LIQUIDITY AND CAPITAL RESOURCES
 
     As presented in the Consolidated Statement of Cash Flows, cash provided by
operating activities net of the effect of acquired assets and liabilities was
$625.2 million during the first six months of fiscal 1999. The working capital
acquired as a result of acquisitions during the period is reflected in the cost
of acquisitions in the Consolidated Statement of Cash Flows. The significant
operating changes in working capital were a $142.1 million increase in
inventories related to normal business growth; a $101.6 million decrease in
accounts payable, accrued expenses and other current liabilities primarily
related to accrued restructuring costs; and a $74.7 million increase in accounts
receivable and contracts in process. The impact of changes in foreign exchange
rates did not materially affect net working capital during the period.
 
     During the first six months of fiscal 1999, the Company used cash of $1.71
billion to acquire companies in each of its four business segments, $484.7
million to purchase property, plant and equipment, $234.0 million to purchase
the USSC North Haven facilities discussed below and $32.7 million to pay
dividends to shareholders. The Company received proceeds of $263.5 million from
the exercise of common share options.
 
     The source of the cash used for acquisitions was an increase in total debt
and cash flows from operations. At March 31, 1999, the Company's total debt was
$7.98 billion, as compared to $5.61 billion at September 30, 1998. The net
increase resulted principally from the issuance of $800 million private
placement notes in October 1998, the issuance of $1.2 billion public debt
securities in January 1999 and borrowings under the Company's new commercial
paper program, offset by repayment of the bank credit agreement. This net
increase was partially offset by the tender offer for outstanding debt
instruments with higher interest rates, whereby $367 million principal amount of
notes outstanding were purchased. Shareholders' equity was $7.64 billion, or
$11.70 per share, at March 31, 1999, compared to $7.20 billion, or $11.15 per
share, at September 30, 1998. Goodwill and other intangible assets were $8.55
billion at March 31, 1999, compared to $7.01 billion at September 30, 1998.

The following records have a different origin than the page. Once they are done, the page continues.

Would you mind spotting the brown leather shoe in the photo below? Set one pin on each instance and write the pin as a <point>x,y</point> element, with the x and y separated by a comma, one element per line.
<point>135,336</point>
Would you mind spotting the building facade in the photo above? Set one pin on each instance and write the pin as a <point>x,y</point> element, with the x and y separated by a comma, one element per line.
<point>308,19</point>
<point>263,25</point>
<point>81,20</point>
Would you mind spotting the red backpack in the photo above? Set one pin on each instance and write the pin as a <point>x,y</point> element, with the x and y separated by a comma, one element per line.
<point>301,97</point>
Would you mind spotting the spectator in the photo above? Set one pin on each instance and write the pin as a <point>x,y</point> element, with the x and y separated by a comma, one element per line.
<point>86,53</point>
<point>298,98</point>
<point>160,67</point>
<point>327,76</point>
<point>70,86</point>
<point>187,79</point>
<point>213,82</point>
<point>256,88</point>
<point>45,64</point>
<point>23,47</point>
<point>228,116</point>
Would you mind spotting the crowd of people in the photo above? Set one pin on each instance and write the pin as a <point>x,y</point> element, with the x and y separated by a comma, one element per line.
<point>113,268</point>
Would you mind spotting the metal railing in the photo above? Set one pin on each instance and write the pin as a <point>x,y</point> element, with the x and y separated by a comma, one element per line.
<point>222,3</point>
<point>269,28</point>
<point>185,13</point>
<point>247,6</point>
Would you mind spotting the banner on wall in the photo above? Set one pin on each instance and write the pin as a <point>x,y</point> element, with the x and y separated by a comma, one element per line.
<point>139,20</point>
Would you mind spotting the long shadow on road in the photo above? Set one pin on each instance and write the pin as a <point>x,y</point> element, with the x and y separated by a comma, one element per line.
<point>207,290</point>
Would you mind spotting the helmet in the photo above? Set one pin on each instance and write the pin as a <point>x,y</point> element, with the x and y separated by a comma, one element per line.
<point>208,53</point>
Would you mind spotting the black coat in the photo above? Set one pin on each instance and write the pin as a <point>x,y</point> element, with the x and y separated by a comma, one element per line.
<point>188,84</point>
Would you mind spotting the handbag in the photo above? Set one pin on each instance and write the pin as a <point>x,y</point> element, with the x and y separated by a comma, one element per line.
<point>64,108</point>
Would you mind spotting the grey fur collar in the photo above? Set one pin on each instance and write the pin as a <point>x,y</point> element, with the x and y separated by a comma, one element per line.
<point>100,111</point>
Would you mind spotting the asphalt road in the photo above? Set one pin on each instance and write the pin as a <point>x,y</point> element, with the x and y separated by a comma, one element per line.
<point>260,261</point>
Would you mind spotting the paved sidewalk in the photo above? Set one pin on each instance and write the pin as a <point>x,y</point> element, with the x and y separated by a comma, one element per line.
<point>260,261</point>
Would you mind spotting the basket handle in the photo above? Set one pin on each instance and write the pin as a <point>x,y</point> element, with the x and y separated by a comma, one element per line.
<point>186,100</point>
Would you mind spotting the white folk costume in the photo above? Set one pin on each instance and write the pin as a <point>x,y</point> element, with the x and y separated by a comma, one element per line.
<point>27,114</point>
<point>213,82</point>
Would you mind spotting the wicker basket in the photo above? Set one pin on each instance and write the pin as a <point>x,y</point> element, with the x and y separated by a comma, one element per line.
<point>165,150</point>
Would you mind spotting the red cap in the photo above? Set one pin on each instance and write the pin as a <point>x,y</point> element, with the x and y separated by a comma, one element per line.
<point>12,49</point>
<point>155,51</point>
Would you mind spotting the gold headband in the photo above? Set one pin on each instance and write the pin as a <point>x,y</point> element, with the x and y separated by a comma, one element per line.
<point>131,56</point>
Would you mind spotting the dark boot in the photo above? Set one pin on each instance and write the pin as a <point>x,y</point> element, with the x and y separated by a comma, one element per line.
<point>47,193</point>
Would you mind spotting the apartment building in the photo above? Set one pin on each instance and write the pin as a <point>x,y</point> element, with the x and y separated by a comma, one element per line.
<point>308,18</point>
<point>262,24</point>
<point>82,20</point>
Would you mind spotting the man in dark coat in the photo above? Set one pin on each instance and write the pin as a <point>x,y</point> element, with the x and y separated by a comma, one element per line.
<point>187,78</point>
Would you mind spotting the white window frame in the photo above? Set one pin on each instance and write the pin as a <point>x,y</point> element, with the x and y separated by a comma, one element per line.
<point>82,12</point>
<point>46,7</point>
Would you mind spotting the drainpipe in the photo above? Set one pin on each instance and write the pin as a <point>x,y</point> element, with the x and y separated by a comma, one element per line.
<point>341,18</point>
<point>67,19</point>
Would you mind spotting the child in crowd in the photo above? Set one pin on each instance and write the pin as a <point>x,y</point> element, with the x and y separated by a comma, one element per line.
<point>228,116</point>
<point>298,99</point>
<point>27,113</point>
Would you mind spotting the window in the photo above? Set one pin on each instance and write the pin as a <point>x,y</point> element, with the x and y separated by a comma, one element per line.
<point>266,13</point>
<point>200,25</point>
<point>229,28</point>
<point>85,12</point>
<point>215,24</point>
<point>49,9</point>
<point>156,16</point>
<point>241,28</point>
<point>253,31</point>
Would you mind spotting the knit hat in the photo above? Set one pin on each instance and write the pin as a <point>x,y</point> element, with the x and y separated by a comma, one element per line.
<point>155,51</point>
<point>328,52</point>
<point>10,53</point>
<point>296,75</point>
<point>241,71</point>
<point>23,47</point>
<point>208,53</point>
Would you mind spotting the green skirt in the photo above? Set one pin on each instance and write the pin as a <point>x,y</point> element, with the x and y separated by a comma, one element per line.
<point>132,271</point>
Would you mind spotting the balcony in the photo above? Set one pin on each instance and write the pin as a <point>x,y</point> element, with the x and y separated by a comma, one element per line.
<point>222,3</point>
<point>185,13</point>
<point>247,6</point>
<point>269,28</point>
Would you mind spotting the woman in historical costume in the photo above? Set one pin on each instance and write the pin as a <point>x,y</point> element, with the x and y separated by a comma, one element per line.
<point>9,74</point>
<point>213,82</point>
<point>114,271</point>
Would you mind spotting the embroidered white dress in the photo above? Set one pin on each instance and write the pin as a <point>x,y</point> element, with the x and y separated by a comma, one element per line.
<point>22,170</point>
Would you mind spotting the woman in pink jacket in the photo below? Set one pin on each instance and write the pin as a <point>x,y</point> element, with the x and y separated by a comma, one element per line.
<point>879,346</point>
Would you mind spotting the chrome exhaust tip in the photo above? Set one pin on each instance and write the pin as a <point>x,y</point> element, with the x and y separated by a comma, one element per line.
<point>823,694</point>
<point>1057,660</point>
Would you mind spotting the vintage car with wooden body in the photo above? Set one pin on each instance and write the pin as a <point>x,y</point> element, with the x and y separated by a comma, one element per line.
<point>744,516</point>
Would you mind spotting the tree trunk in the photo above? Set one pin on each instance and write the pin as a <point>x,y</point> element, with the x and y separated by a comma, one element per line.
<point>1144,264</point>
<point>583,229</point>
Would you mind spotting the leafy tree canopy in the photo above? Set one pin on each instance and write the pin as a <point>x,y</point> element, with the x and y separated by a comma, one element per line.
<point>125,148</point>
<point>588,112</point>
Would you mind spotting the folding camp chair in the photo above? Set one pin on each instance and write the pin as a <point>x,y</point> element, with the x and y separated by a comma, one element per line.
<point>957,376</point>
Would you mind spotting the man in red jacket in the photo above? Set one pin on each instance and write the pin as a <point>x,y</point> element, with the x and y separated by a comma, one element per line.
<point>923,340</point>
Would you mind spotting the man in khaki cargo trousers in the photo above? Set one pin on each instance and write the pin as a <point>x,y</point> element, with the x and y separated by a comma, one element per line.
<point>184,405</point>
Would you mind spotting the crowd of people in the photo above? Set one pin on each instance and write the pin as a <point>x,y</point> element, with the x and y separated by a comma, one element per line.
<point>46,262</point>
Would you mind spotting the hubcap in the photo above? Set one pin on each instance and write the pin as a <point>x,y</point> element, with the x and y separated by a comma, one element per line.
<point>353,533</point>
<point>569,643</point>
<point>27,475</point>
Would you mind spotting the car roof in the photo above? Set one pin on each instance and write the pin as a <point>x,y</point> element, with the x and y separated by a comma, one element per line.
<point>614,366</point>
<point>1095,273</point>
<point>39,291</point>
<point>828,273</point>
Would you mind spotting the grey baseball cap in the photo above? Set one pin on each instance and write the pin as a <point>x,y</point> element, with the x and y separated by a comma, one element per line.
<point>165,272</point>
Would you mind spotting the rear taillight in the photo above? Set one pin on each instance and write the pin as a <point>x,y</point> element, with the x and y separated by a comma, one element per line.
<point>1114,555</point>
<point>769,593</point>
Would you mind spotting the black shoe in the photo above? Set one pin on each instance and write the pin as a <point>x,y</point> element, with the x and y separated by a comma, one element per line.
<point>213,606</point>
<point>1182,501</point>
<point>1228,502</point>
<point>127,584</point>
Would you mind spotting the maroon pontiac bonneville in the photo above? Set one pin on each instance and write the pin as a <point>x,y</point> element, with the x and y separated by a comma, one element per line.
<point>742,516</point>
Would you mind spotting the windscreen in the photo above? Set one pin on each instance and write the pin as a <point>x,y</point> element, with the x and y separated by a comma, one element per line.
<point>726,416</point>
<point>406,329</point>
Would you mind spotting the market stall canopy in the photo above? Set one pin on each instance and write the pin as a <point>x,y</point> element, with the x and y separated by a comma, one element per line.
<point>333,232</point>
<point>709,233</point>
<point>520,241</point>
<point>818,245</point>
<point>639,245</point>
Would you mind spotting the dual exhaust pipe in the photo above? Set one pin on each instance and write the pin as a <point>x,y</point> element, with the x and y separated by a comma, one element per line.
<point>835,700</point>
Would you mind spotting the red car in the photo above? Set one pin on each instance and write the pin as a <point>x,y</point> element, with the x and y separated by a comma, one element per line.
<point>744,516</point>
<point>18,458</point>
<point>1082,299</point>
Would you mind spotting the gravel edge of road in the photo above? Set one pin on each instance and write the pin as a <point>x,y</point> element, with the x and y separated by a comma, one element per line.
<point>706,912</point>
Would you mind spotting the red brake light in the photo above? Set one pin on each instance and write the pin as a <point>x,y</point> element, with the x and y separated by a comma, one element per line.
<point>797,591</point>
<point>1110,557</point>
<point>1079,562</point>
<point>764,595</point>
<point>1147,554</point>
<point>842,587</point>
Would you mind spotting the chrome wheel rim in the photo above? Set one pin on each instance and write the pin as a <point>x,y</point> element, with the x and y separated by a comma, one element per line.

Total debt as a percent of total capitalization (total debt and shareholders'
equity) was 51% at March 31, 1999 and 44% at September 30, 1998. Net debt (total
debt less cash and cash equivalents) as a percent of total capitalization was
43% at March 31, 1999 and 37% at September 30, 1998.
 
     In October 1998, TIG issued $800 million of debt in a private placement
offering consisting of two series of restricted notes: $400 million of 5.875%
notes due November 2004 and $400 million of 6.125% notes due November 2008. The
notes are fully and unconditionally guaranteed by Tyco. The net proceeds of
approximately $791.7 million were used to repay borrowings under TIG's $2.25
billion bank credit facility. At the same time, TIG also entered into an
interest rate swap agreement with a notional amount of $400 million to hedge the
fixed rate terms of the 6.125% notes due 2008. Under this agreement, which
expires in November 2008, TIG will receive payments at a fixed rate of 6.125%
and will make floating rate payments based on LIBOR, as defined therein.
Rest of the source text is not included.